The Memorials of St. Guthlac, edited by Dr. Walter de Gray Birch, contain the full text of Felix’s life of the Saint, interleaved with eighteen cartoons, reproduced by autotype photography from the well-known roll in the British Museum.

The next event is connected with Wystan, patron saint of Repton. In an appendix to the Chronicon Abbatiæ de Evesham, written by Thomas de Marleberge, Abbot of Evesham (published among The Chronicles and Memorials of Great Britain and Ireland during the Middle-Ages), there is a life of St. Wystan. Wystan was the son of Wimund (son of Wiglaf, King of Mercia); his mother’s name was “Elfleda”; his father died of dysentery when he (Wystan) was young. On the death of Wiglaf, Bertulph, “inflamed with a desire of ruling, and with a secret love for the Queen-Regent,” conspired against his nephew Wystan. A council was summoned to meet at a place known from that day to this as Wistanstowe, in Shropshire. Hither came Bertulph and his son Berfurt. Beneath his cloak Berfurt had concealed a sword, and whilst giving a kiss of peace to Wystan he drew it and smote him with a mortal wound in the head, and so, on the Eve of Pentecost, A.D. 850, “that holy martyr, leaving his precious body on the earth, bore his glorious soul to heaven.” The body was conveyed to the Abbey at Repton, “tunc temporis famosissimum,” and buried in the mausoleum of his grandfather.

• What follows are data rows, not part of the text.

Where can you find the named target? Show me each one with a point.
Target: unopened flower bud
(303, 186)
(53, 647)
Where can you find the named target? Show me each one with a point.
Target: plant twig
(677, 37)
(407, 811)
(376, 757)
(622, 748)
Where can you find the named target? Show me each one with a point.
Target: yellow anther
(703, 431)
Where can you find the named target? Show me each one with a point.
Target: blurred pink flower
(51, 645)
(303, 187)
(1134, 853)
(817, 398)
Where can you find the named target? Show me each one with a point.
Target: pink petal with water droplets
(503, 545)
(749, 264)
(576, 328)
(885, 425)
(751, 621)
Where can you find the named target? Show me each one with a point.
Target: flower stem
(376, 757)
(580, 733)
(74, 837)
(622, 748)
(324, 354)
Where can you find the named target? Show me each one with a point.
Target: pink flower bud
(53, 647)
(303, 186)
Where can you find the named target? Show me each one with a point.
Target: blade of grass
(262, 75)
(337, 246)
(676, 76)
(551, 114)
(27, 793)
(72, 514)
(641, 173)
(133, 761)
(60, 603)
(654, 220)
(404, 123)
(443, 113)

Here the body rested till the days of Canute (1016–1035), who transferred the relics to Evesham Abbey. In the year 1207 its central tower fell, smashing the presbytery and all that it contained, including the shrine of St. Wystan. The monks recovered the relics, and at the earnest request of the prior and canons of Repton granted to them “a portion of the broken skull and a piece of an arm bone.” The bearers of the precious relics were met by a procession of prior canons, and others from Repton; “with tears of joy they placed the relics, not as before in the mausoleum of St. Wystan’s grandfather, but in a shrine more worthy, more suitable, and as honourable as it was possible to make it in their own Priory Chapel.”

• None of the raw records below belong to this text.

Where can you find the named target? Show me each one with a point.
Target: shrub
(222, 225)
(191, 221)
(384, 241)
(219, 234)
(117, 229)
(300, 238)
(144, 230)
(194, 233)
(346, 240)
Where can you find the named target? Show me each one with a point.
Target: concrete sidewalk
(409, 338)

About twenty years after the murder of St. Wystan, the Danes again invaded the land. During the reign of Alfred, in A.D. 874, they penetrated up the river Trent into the heart of Mercia, and took up their winter quarters at Repton, as we read in the Saxon Chronicle. Here they made a camp, a parallelogram of raised earth, still in situ, by the side of the river Trent. Its dimensions are: north side, 75 yards 1 foot; south side, 68 yards 1 foot; east side, 52 yards 1 foot; west side, 54 yards 2 feet. Within the four embankments are two rounded mounds, and parallel with the south side are two inner ramparts, and one parallel with the north. The local name for it is “The Buries.” The next year, 875, they departed, having, as Ingulph relates, “utterly destroyed that most celebrated monastery, the most sacred mausoleum of all the Kings of Mercia.”

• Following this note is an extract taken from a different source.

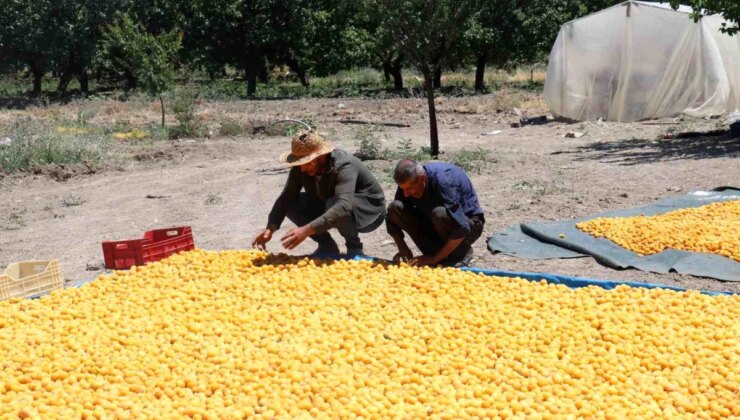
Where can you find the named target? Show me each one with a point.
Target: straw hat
(306, 146)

For about a century the site of the monastery remained desolate, until the reign of Edgar the Peaceable (959–975), when, as the Rev. Dr. Cox writes, “Probably about that period the religious ardour of the persecuted Saxons revived ... their thoughts would naturally revert to the glories of monastic Repton in the days gone by.” On the site of or close to the ruined abbey a church was built, and dedicated to St. Wystan. In Domesday Book Repton is entered as having a church with two priests, which proves the size and importance of the church and parish in those early days.

According to several writers it was built of stout oak beams, and planks, on a foundation of stone, and its sides were made of wattle, composed of withy twigs, interlaced between the oak beams, daubed within and without with mud or clay. The floor of the chancel, supported on beams of wood, was higher than the present one, so it had an upper and lower “choir,” the lower one being lit by narrow lights, two of which, blocked up, can be seen in the south wall of the chancel.